6. Testing was conducted using a Apple Macbook M3 Pro with 18GB ram, and Goole Colab Pro and a H100 80GB RAM model. With pro membership for 10€ a month can use 6 different GPU's and a CPU. It might be advisable to try different colab models to see if the GPU cards themselves have anything to do with the blending of the modfile and gwen model, a side by side experiment of two base models trained by H100 vs ()add in GPU here).
7. The Pre investigation from version 1 to 35 all had many steps involved, for example on v10 onwards, it was only progression to inject a personality into the model to counter DAN, if the model was giving instructions that contadict its moral and ethical new base, and furthermore by v20 rules were estabilished to push the internal model to be aware of its instructions so it will counter the prompt DAN injections.
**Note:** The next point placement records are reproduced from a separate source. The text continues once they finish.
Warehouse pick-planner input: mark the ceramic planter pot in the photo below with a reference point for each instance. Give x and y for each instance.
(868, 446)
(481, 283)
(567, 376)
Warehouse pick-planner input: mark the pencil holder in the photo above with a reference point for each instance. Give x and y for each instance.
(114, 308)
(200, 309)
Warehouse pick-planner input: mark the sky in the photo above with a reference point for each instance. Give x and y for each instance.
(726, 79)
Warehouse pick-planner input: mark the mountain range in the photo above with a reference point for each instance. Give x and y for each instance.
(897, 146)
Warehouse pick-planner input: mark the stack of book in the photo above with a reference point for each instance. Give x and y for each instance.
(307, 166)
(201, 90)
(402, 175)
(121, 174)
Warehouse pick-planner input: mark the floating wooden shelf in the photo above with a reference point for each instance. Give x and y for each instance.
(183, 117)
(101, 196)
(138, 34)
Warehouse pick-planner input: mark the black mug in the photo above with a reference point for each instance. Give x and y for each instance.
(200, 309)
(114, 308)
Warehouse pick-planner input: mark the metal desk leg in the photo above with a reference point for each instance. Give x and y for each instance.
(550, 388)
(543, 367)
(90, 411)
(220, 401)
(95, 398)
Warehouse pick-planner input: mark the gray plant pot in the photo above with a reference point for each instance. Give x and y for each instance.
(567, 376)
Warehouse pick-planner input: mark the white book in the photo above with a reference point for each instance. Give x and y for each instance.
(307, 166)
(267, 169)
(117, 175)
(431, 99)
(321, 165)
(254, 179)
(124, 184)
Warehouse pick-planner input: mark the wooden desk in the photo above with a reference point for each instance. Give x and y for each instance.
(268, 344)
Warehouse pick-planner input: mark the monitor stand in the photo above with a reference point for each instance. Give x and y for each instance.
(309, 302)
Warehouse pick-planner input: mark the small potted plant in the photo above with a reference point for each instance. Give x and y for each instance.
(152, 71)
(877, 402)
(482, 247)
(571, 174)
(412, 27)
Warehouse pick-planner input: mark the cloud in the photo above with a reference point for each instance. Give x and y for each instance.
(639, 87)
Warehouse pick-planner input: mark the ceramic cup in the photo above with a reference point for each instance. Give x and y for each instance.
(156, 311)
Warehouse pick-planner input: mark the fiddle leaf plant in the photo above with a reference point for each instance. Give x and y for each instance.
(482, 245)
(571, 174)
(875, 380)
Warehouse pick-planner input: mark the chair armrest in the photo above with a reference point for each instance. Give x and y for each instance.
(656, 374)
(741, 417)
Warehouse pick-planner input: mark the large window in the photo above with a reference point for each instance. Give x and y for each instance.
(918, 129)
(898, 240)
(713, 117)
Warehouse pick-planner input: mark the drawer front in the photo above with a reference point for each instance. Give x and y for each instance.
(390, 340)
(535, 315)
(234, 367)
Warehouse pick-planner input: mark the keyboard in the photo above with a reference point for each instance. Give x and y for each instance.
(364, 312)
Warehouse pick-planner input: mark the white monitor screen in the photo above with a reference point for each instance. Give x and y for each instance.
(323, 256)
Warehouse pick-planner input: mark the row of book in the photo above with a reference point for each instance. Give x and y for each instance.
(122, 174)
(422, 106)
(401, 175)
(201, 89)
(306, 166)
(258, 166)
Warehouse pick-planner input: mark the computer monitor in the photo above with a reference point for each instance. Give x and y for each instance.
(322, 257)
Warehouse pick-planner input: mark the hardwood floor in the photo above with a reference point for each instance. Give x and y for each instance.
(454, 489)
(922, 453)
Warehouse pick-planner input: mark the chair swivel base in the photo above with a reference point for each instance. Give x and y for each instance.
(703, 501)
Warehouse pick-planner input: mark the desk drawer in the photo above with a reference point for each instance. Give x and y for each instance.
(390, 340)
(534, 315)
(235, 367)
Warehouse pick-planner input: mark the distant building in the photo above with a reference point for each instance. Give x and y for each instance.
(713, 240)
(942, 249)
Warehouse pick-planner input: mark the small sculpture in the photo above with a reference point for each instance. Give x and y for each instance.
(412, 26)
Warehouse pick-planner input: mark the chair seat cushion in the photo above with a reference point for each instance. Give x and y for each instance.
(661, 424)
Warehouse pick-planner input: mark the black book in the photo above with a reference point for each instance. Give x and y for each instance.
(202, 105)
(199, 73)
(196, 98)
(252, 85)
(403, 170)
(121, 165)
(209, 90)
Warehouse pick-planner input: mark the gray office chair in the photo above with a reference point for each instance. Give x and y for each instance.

8. The results varied from v20 to v25 as it seemed that it was nessasry to train the model to understand good vs evil by splitting the personality into left and right to mimic the human brain. v25 onwards showed massive improvements but there still was internal struggles of which side would dominate, so by v30 even a simple 'Hi' was deemed an attack and proceeded not to reply. This version was too strong, and while the model was uncoropative in anyway, still worked 100%, as it didn't take any prompt good or bad. The next version was the opposite, the model was happy to do just about anything to help, so the next version had to have balance, and a modorator like a human being has internally when stuck, our internal voice will tell us the way which unblocks a choice being made if that choice has two outcomes similar to and can bring a flight or fight situation where no decision could be made as one instruction interfears with another instruction causing internal conflit.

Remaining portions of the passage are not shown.